Debugging

Sooner or later, there will be a point during development where debugging is essential. Since tfaip uses Tensorflow 2 which allows for eager execution, debugging is drastically simplified as each computation of the graph can be manually traced by a debugger. Unfortunately, there are some rare circumstances that lead to code that runs in eager but not in graph mode. Usually, the reason is that operations are used that are only allowed in eager-mode.

This file shows how to efficiently debug the data-pipeline, the model, its graph, loss, and metrics, and how to profile using the Tensorboard which helps to detect bottlenecks.

Data-Pipeline

Debugging of the data-pipeline is usually the first step since this helps to verify the data integrity. While tf.data.Datasets can not be debugged easily, the tfaip pipeline based on DataProcessors can easily be debugged.

Do the following:

Set up a data-test for your scenario and Data class
Disable all multiprocessing (setting run_parallel=False in the pre_proc and post_proc parameters of the DataParams).
Create a DataPipeline.
Call with pipeline.generate_input_samples() as samples: which will return a Generator of samples which are the (un-batched) input of the tf.data.Dataset.
Optionally call with pipeline.generate_input_batches() as batches to access the outputs of the tf.data.Dataset.as_numpy_iterator(). Note that this makes debugging of the pipeline impossible this tf.data.Dataset is accessed. Use this only if you want to verify the batched and padded outputs of the dataset not to debug the data-pipeline itself.

Here is an example for the Tutorial:

class TestTutorialData(unittest.TestCase):
    def test_data_loading(self):
        trainer_params = TutorialScenario.default_trainer_params()
        data = TutorialData(trainer_params.scenario.data)
        with trainer_params.gen.train_data(data).generate_input_samples(auto_repeat) as samples:
            for sample in samples:
                print(sample)  # un-batched, but can be debugged

        # or
        with trainer_params.gen.train_data(data).generate_input_batches(auto_repeat) as batches:
            for batch in batches:
                print(batch)  # batched and prepared (inputs, targets) tuple, that can not be debugged. Use prints.
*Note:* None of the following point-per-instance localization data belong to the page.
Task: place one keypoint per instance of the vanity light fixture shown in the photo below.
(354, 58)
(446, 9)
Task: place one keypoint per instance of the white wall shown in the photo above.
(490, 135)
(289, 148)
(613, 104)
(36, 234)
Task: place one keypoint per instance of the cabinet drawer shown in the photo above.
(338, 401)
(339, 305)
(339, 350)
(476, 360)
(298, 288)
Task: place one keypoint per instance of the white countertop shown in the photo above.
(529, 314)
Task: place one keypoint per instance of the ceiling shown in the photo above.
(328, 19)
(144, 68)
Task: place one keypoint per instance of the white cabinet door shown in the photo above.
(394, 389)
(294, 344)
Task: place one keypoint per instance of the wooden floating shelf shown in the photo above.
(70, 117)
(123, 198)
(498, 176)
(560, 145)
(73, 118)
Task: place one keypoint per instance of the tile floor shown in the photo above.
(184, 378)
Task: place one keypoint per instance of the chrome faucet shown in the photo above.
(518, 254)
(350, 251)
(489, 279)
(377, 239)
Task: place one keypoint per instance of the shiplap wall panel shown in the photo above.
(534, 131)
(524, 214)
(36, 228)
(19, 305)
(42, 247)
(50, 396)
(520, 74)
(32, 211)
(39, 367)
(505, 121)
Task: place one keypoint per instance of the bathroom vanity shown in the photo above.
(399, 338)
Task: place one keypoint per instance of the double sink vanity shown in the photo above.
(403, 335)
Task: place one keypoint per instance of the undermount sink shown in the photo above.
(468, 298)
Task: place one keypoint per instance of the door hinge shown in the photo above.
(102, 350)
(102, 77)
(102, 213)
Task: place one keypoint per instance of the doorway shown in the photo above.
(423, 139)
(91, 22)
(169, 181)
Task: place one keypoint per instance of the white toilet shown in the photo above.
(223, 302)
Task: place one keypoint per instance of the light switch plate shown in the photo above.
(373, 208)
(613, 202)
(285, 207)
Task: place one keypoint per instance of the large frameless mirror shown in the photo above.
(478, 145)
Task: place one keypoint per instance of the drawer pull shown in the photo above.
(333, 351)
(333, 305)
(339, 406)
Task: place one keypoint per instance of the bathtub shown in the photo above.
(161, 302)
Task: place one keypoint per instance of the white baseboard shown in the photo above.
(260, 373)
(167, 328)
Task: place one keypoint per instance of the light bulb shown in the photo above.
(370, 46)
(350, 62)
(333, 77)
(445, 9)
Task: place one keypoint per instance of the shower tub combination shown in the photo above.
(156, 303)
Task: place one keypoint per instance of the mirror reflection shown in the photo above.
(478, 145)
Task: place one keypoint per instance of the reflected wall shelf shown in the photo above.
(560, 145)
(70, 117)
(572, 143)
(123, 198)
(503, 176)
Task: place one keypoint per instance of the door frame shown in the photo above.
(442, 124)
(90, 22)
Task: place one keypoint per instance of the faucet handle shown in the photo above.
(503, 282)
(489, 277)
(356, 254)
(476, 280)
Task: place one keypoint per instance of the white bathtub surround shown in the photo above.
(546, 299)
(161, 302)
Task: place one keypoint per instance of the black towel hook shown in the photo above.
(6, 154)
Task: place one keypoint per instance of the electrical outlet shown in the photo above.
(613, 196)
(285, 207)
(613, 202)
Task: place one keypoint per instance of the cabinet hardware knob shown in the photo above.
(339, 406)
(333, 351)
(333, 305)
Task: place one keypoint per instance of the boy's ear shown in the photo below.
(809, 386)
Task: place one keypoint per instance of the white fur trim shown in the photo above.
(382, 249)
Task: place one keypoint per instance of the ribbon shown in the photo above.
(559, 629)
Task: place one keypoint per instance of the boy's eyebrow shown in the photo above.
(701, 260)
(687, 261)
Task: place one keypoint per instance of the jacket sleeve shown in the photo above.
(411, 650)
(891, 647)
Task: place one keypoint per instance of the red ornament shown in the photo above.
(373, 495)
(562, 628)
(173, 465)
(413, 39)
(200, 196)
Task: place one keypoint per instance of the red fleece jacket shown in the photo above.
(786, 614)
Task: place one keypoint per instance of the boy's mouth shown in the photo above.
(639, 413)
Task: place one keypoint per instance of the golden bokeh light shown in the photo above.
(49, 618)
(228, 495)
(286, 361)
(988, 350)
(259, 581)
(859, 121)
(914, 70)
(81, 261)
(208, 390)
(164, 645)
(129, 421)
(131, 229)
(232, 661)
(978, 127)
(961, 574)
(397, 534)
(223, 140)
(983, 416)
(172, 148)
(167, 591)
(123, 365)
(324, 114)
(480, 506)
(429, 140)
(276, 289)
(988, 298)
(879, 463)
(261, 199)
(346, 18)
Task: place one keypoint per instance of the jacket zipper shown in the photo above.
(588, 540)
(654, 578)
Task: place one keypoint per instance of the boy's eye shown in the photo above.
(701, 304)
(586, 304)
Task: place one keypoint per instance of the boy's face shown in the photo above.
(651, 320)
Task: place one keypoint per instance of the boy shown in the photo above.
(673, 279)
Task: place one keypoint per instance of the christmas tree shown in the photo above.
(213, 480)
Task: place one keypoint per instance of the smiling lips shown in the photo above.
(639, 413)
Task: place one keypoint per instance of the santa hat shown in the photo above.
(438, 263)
Note that generate_input_samples() will run infinitely for the train_data which is why auto_repeat=False is set to only generate an epoch of data.

Model

To allow for debugging of the model, enable the eager mode (pass --trainer.force_eager True during training, or --lav.run_eagerly True during LAV)). Now, the full computations of the graph can be followed.

Graph

During training, additionally pass --scenario.debug_graph_construction. This will once evaluate the (prediction) graph and compute the loss and metrics on real data. It is recommended to use this flag if any error occurs in the graph during construction.

Loss

Losses can be fully debugged in eager mode.

Metric

Metrics of the model can be fully debugged in eager mode. Also metrics defined in the Evaluator can always be debugged since they run in pure Python.

Profiling

Profiling is useful to detect bottlenecks in a scenario that slow down training. Pass the --trainer.profile True flag to write the full profile of the training (graph mode required) to the Tensorboard. Also have a look at the official documentation.

Optimizing the input pipeline

In many cases, the input pipeline to too slow to generate samples for the model. However, there are several parameters for tweaking:

First, enable parallel processing of the pipeline by setting run_parallel to True.
Increase the number of threads for the pipeline --train.num_processes 16.
Change the default behaviour for prefetching --train.prefech 128.
Verify that the size of a sample is as small as possible. Python required to pickle the data for parallelization which can drastically slow down the queue-speed. We observed crucial problems if the input data size is in the order of more than 50 MB. Consider changing the data type (e.g. uint8 instead of int32)

Optimizing the model

The standard way to increase the throughput of a model is to increase its batch size if the memory of a GPU is not exceeded: --train.batch_size 32.